Event Replay and Recovery Strategies

Event replay is central to recovery in choreographed systems. When a service crashes mid-processing or a downstream consumer misses events, replay lets you rebuild state without replaying the entire event history.

Replay Mechanisms

Three replay mechanisms exist, each with different tradeoffs for precision, storage cost, and infrastructure support.

Offset-based replay (Kafka): Consumers track their current offset and can reset to an earlier offset to reprocess events. This works when events are immutable and stored durably. Reset the offset to re-process a window of events after a bug fix or crash. Kafka’s log-compacted topics can retain events indefinitely, making offset-based replay viable for years-old data. The downside: you need Kafka’s storage infrastructure and you pay for retention.

Sequence-number-based replay (Kinesis): Each record has a sequence number. Consumers track their last processed sequence number and can request records from that point forward. Similar to offset replay but native to AWS Kinesis. Kinesis data retention is capped at 365 days (default 24 hours), so sequence-number replay only works inside that window. Beyond it, you need a secondary store (S3, DynamoDB) for archived events.

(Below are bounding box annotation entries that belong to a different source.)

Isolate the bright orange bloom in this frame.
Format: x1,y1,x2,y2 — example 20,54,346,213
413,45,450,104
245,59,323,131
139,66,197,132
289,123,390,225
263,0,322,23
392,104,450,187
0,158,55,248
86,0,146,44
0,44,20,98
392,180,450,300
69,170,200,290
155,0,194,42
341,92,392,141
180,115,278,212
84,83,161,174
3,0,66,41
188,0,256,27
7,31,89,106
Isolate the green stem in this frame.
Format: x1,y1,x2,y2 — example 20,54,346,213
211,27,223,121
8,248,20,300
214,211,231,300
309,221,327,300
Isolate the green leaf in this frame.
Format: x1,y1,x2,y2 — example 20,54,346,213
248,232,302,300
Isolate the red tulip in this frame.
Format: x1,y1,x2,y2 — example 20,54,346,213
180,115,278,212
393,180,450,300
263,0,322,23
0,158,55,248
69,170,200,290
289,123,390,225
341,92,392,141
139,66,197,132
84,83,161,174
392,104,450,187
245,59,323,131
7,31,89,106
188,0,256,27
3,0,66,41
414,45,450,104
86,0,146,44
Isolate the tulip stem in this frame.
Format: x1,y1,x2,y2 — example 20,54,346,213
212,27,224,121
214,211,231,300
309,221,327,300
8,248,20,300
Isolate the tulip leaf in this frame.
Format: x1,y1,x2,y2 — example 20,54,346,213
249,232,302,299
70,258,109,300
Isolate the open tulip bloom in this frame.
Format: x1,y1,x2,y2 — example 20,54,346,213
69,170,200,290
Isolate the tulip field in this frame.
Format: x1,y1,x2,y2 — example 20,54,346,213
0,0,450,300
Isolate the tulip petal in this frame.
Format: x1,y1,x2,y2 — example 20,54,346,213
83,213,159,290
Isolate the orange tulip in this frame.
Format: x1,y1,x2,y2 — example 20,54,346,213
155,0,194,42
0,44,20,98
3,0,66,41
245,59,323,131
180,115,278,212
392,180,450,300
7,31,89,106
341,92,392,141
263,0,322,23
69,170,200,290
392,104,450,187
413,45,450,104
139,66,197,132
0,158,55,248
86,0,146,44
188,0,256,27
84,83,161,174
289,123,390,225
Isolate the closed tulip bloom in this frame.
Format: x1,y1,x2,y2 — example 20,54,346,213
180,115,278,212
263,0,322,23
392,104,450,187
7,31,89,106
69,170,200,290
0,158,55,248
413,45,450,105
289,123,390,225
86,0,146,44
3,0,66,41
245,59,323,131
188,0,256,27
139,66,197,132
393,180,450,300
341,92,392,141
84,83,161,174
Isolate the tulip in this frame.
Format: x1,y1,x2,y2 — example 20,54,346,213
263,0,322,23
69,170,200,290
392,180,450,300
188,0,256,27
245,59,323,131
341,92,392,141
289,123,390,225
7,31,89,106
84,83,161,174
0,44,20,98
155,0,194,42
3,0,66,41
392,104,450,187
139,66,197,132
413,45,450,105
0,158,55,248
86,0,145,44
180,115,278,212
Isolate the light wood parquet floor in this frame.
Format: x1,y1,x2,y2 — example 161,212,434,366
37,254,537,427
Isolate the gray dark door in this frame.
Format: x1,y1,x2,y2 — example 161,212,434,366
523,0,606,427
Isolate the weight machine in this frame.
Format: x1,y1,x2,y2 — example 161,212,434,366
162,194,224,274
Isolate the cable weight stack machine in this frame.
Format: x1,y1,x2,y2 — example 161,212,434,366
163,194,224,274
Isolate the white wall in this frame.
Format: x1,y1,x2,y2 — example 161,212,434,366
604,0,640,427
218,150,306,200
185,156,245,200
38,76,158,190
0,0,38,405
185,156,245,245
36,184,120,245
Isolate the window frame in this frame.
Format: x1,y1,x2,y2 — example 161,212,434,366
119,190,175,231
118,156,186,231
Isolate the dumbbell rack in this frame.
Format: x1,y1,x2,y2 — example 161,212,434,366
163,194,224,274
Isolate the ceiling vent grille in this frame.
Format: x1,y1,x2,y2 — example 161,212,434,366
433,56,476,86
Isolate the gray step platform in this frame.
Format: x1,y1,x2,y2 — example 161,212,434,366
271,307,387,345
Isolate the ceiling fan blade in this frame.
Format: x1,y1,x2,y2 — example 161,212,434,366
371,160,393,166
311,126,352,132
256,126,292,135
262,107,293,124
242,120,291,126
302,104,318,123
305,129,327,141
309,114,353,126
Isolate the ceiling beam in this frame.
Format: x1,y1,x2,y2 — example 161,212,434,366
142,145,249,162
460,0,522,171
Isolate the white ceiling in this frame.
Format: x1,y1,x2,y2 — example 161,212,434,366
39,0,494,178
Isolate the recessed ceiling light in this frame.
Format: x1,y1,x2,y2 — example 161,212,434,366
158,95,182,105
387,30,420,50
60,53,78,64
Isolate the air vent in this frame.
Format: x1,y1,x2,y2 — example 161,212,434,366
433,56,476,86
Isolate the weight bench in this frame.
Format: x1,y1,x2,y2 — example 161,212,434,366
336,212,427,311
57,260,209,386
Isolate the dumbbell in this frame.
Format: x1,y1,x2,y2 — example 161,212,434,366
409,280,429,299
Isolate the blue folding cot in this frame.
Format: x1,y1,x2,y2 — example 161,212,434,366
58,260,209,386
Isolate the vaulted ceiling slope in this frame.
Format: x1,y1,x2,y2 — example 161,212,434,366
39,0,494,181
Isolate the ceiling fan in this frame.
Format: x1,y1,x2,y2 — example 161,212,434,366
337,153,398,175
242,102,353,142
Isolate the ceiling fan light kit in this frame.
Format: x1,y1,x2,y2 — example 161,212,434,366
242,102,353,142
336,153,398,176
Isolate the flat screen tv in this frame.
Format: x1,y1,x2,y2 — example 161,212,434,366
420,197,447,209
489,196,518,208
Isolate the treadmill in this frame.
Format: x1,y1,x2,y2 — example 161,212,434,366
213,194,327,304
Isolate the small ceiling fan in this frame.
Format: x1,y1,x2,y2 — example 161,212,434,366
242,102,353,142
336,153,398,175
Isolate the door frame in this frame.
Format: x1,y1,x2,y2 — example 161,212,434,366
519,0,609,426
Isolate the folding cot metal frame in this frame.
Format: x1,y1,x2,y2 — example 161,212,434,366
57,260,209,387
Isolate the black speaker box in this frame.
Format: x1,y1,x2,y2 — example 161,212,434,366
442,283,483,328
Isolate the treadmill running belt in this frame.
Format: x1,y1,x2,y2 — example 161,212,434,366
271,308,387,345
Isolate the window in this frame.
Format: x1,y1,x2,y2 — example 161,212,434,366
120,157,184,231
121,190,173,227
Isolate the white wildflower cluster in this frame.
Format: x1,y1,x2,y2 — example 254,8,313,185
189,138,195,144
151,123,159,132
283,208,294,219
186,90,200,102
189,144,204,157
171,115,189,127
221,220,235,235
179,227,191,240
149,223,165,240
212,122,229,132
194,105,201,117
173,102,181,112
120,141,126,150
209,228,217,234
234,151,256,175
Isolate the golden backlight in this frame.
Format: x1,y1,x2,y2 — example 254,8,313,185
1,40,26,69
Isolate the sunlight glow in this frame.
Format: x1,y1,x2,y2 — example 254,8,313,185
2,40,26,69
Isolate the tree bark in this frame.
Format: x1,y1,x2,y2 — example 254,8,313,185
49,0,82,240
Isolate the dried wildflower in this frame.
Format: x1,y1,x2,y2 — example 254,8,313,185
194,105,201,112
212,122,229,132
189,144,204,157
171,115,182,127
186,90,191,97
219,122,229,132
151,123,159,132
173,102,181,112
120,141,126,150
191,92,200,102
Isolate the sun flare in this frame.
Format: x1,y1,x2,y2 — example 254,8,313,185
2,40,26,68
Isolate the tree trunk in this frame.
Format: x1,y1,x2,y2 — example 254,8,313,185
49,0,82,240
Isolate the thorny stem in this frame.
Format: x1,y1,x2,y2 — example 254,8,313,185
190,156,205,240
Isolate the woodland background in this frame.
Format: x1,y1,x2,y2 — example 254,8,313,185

Timestamp-based replay: Store the last successful processing timestamp. On restart, query events with timestamps after that point. Less precise than offset/sequence but useful when you cannot track offsets directly, for example when reading from a database event log or an S3 event archive. Timestamp replay can miss events or double-process them if clock skew exists between producers and consumers.

Mechanism	Precision	Storage Requirement	Typical Use Case
Offset-based (Kafka)	Exact per-partition	Kafka log (configurable retention)	Post-bugfix reprocessing
Sequence-number (Kinesis)	Exact per-shard	Kinesis stream (max 365 days)	AWS-native recovery
Timestamp-based	Approximate	Application-level checkpoint	DB event logs, S3 archives

Choose offset replay when you control the broker and need long retention. Choose sequence-number replay for AWS Kinesis-native systems within the retention window. Choose timestamp replay when your events come from a source that does not natively track offsets, but add deduplication to handle the imprecision.

Designing for Replay

Replays can be expensive if consumers are not designed for them. During normal operation you process one event at a time. During replay you can hit the same consumer with thousands of events per second as the backlog catches up.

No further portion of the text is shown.